Kepala PT SUCOFINDO (PERSERO) Denpasar, Rusdi Palureng, mengatakan bahwa pelatihan ini merupakan bagian dari komitmen perusahaan dalam memperkuat budaya Keselamatan dan Kesehatan Kerja (K3), sekaligus menjawab kebutuhan operasional di lapangan.
“Pelatihan ini kami selenggarakan sebagai wujud dukungan nyata terhadap penerapan K3 di lingkungan kerja SUCOFINDO. Namun lebih dari itu, pelatihan ini kami lakukan untuk menyesuaikan dengan kebutuhan para auditor dan inspektor kami yang bekerja di laut. Beberapa layanan SUCOFINDO ada yang berhubungan langsung dengan kelautan, seperti draught survey, kegiatan sampling air laut, maupun inspeksi bongkar muat migas dari vessel ke tangki darat. Oleh karena itu, kemampuan menolong diri sendiri maupun rekan kerja dalam kondisi darurat di perairan menjadi kompetensi yang sangat penting,” tuturnya.
Rusdi Palureng menambahkan, pelatihan ini berlangsung selama dua hari dengan kombinasi pembelajaran teori dan praktik lapangan. Hari pertama dilaksanakan di dalam ruangan dengan fokus pada pembekalan materi kelas, sementara hari kedua diisi dengan praktik lapangan di pangkalan sandar kapal dan alat utama Basarnas yang berlokasi di kawasan Pelabuhan Benoa, Denpasar. Peserta pelatihan merupakan inspektor PT SUCOFINDO (PERSERO) Cabang Denpasar yang berasal dari Unit Pelayanan Lombok, Unit Pelayanan Benete, dan Site Celukan Bawang.
“Seluruh materi dan instruktur disiapkan oleh tim Basarnas. Materi yang diberikan mencakup pengenalan Basarnas, prosedur kedaruratan bencana alam, bantuan hidup dasar, metode pertolongan di perairan, hingga sea survival,” tambahnya.
Instruktur SAR Pande Putu Agus Virnita, menyampaikan apresiasi atas inisiatif PT SUCOFINDO (PERSERO) Cabang Denpasar dalam memperkuat kompetensi keselamatan kerja para pegawainya.
“Kami mengapresiasi langkah SUCOFINDO yang menempatkan keselamatan pegawai sebagai prioritas melalui pelatihan ini. Dalam kejadian darurat, penolong pertama hampir selalu adalah orang yang berada paling dekat dengan korban, bukan petugas SAR. Karena itu, semakin banyak pekerja yang memiliki keterampilan dasar pertolongan, semakin besar peluang korban tertolong. Kami terbuka untuk terus bersinergi dengan dunia usaha dalam membangun budaya keselamatan di Bali dan Nusa Tenggara,” ujarnya.
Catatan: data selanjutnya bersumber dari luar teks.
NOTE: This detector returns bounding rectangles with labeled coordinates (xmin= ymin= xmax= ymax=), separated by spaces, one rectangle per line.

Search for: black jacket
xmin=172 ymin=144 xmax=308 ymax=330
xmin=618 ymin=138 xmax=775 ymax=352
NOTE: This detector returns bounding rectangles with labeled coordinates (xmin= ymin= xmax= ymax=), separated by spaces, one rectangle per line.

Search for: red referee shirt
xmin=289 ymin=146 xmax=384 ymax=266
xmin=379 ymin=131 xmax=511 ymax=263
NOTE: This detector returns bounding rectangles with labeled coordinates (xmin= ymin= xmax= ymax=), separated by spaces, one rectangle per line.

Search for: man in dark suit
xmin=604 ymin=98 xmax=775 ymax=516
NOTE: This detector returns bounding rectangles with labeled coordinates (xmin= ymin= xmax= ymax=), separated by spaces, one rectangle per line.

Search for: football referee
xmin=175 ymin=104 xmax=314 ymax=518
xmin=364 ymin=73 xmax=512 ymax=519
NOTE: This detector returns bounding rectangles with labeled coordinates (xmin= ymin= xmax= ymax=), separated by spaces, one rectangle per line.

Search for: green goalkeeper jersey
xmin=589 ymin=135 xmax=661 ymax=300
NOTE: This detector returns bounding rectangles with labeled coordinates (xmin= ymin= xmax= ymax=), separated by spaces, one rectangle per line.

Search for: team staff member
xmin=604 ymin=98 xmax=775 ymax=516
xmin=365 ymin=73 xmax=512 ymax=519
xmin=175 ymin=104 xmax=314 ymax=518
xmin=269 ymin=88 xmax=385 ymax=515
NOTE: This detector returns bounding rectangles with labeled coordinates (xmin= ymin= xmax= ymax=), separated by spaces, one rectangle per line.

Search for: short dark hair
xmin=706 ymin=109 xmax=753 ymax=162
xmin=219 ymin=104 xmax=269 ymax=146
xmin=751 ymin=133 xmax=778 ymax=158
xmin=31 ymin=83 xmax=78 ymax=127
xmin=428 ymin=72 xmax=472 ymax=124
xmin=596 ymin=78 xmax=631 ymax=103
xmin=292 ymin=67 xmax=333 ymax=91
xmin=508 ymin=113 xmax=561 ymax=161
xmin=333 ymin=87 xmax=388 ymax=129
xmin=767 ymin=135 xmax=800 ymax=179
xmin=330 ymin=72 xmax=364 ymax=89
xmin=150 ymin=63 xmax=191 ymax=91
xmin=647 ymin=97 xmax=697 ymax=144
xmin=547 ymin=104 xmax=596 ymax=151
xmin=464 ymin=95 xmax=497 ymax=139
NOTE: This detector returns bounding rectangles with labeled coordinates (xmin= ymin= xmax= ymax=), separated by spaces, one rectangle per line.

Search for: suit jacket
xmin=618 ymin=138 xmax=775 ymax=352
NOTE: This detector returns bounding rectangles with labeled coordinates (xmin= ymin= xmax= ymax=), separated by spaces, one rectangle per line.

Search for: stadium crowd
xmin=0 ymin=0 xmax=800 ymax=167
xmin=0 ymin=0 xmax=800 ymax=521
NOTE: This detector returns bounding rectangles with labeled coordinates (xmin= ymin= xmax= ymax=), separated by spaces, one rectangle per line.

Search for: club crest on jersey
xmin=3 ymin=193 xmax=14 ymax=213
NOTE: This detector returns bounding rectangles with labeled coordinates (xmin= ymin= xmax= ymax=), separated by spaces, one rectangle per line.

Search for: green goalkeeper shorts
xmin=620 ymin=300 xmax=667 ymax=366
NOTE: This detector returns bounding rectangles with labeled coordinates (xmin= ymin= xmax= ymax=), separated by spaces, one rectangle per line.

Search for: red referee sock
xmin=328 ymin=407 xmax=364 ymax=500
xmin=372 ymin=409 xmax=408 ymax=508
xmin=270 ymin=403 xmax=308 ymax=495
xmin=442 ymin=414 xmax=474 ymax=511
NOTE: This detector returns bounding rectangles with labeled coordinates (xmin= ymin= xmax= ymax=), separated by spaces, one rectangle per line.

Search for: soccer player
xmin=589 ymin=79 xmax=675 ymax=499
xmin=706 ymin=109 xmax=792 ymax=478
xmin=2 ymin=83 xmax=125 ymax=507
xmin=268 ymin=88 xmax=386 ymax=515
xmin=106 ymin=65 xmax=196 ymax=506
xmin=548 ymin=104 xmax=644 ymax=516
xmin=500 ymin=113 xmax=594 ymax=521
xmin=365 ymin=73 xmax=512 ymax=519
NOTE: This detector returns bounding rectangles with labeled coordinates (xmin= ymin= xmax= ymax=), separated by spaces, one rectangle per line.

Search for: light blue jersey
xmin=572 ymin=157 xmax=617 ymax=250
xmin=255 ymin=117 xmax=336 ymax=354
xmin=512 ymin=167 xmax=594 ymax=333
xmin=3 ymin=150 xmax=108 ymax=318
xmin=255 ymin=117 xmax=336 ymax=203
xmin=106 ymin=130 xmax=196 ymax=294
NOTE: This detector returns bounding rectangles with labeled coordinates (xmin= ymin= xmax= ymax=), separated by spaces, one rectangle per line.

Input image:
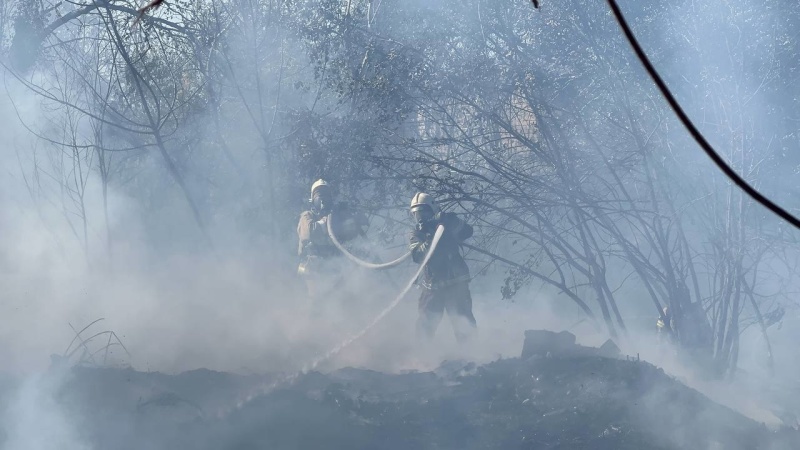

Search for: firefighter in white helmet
xmin=410 ymin=192 xmax=477 ymax=342
xmin=297 ymin=179 xmax=366 ymax=299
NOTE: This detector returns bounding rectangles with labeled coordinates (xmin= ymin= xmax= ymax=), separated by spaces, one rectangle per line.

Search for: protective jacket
xmin=410 ymin=213 xmax=473 ymax=289
xmin=297 ymin=203 xmax=365 ymax=258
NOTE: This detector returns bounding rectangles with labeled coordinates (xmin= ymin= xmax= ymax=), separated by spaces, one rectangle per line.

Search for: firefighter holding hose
xmin=297 ymin=179 xmax=366 ymax=300
xmin=410 ymin=192 xmax=477 ymax=342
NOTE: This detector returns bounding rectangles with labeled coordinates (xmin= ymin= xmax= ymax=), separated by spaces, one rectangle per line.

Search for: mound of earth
xmin=1 ymin=330 xmax=800 ymax=450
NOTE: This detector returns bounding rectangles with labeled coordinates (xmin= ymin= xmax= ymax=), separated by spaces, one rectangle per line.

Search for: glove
xmin=316 ymin=216 xmax=328 ymax=230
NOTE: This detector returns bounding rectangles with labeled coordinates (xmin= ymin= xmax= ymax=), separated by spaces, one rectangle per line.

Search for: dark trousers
xmin=417 ymin=282 xmax=477 ymax=342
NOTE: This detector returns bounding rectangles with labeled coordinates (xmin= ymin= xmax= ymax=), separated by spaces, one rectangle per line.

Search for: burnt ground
xmin=6 ymin=355 xmax=800 ymax=450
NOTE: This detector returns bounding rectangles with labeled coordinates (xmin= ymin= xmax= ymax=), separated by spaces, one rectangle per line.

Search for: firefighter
xmin=656 ymin=306 xmax=675 ymax=342
xmin=410 ymin=192 xmax=477 ymax=342
xmin=297 ymin=179 xmax=366 ymax=300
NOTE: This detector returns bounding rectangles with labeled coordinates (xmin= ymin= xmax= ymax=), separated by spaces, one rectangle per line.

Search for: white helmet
xmin=311 ymin=178 xmax=330 ymax=197
xmin=410 ymin=192 xmax=439 ymax=214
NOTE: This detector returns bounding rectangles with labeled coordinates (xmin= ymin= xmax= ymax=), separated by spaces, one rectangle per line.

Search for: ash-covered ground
xmin=0 ymin=330 xmax=800 ymax=450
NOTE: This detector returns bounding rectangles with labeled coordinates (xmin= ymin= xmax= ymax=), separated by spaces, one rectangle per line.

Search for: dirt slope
xmin=26 ymin=355 xmax=800 ymax=450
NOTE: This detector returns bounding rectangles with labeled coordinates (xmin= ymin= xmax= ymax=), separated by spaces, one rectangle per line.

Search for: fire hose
xmin=326 ymin=214 xmax=411 ymax=270
xmin=227 ymin=225 xmax=444 ymax=415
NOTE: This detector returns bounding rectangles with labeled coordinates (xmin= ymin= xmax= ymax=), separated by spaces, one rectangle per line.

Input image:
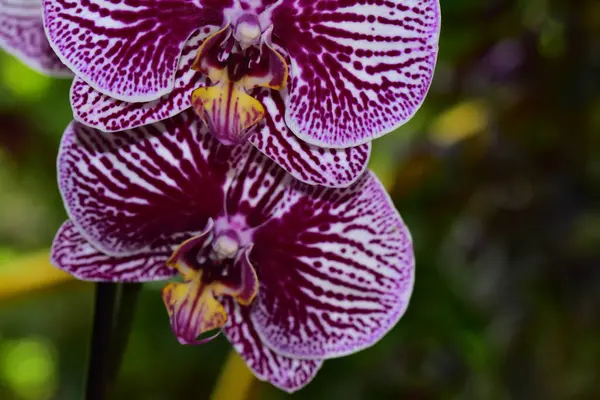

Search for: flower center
xmin=162 ymin=231 xmax=258 ymax=344
xmin=192 ymin=14 xmax=288 ymax=145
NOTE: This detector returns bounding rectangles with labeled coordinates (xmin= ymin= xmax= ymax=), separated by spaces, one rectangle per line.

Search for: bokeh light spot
xmin=0 ymin=338 xmax=56 ymax=400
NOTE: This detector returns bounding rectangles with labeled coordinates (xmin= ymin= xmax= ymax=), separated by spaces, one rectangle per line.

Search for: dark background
xmin=0 ymin=0 xmax=600 ymax=400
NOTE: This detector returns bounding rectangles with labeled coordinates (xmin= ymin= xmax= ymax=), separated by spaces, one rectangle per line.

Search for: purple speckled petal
xmin=43 ymin=0 xmax=227 ymax=102
xmin=71 ymin=34 xmax=206 ymax=132
xmin=224 ymin=299 xmax=323 ymax=393
xmin=272 ymin=0 xmax=440 ymax=147
xmin=0 ymin=0 xmax=72 ymax=77
xmin=249 ymin=90 xmax=371 ymax=187
xmin=246 ymin=173 xmax=414 ymax=359
xmin=50 ymin=221 xmax=176 ymax=282
xmin=58 ymin=111 xmax=239 ymax=255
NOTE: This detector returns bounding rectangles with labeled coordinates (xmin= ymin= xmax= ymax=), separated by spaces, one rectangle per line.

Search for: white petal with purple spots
xmin=225 ymin=300 xmax=323 ymax=393
xmin=0 ymin=0 xmax=72 ymax=77
xmin=71 ymin=34 xmax=206 ymax=132
xmin=44 ymin=0 xmax=222 ymax=102
xmin=272 ymin=0 xmax=440 ymax=147
xmin=50 ymin=221 xmax=175 ymax=282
Sebagai perusahaan jasa Testing, Inspection, and Certification (TIC), PT SUCOFINDO (PERSERO) terus memperkuat kompetensi personelnya dalam mendukung berbagai layanan kemaritiman, mulai dari draught survey, marine cargo survey, inspeksi bongkar muat migas dan komoditas, on/off hire survey, inspeksi kontainer, hingga berbagai kegiatan survei dan verifikasi di area pelabuhan dan perairan. Melalui penguatan budaya keselamatan dan kesiapsiagaan darurat, perusahaan berkomitmen memastikan setiap layanan dilaksanakan secara profesional, andal, dan mengedepankan aspek keselamatan kerja di lingkungan kelautan dan perairan.